D stability testing framework

Thu May 23 07:30:16 PDT 2013

Hello all,

Having listened to Andrei and Walter's Q&A and read some of the discussion
surrounding it, an idea occurred to me.

How about leveraging the selection of 3rd-party D code out there to provide a
testing framework for D's stability as a language?

The framework would pull in a specified version of dmd, druntime and Phobos, and
build them; and then using those, attempt to pull in and build a selection of
3rd-party libraries and to run test code those libraries would provide.  It
would then report the number of build failures and runtime/unittest failures and
try to classify them according to whether they are due to a change in the
_language_, a change in the runtime, or a change in Phobos.
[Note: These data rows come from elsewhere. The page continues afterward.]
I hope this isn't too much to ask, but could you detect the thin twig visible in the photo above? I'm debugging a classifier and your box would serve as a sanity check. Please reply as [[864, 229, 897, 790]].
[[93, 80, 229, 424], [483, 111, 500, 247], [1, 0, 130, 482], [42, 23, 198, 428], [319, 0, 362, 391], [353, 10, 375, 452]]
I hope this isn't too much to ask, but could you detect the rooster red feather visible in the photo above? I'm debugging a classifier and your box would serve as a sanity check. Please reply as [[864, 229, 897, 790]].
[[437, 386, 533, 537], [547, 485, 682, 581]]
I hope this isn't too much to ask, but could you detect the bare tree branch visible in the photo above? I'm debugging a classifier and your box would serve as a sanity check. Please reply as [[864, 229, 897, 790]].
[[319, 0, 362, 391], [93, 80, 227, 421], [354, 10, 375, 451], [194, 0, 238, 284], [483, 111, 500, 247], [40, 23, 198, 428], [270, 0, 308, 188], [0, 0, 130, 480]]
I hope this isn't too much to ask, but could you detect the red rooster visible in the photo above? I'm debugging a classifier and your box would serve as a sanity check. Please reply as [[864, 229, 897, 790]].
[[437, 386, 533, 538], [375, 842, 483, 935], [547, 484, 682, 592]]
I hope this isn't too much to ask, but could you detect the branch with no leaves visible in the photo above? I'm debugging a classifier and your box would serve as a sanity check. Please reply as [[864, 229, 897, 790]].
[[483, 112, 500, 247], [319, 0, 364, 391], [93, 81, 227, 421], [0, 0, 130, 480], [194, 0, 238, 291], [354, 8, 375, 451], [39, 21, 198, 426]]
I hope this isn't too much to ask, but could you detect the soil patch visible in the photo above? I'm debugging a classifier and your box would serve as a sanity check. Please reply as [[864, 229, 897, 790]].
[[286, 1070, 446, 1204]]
The idea would be to get reliable statistics on what breaking changes are
causing what degree of pain (and why) for D users.  Currently we have arguments
over how stable the language is and what kind of breakages are or aren't
acceptable.  With a good enough selection of 3rd-party code, it might be
possible to quantify the prospective impact of a change.

Ideally the test code could be provided simply by providing a list of git
repositories and branches to test.  A practical stumbling block might be
different build systems etc., so it might be necessary to have some kind of
standardized build system the testing framework could expect (e.g. a testbuild.d
script, just as some libraries currently provide a build.d script).

The goal would be to provide mutual benefit for the D language and providers of
public test code -- patches to D, druntime or Phobos could be tested to see the
extent of breakage they cause, providers of test code could get automated early
warning that a change to the D frontend, druntime or Phobos is going to impact
their project (and a framework to test patches designed to cope with those
breaking changes).  It should also be possible to run the testing framework on
one's personal machine (so for example, downstream users could test their code
against latest-off-GitHub versions of dmd, druntime and Phobos without having to
make their code publicly available).

I don't know if this idea is practical in reality -- it might be difficult to
distinguish between breakages caused by changes to D and breakages caused by
other problems such as incorrect testbuild scripts, etc.  It's also cheeky as I
definitely don't have the knowhow or time to do this myself.  But I thought I'd
throw it out there to see if it's an idea worth pursuing by someone.

Best wishes,

    -- Joe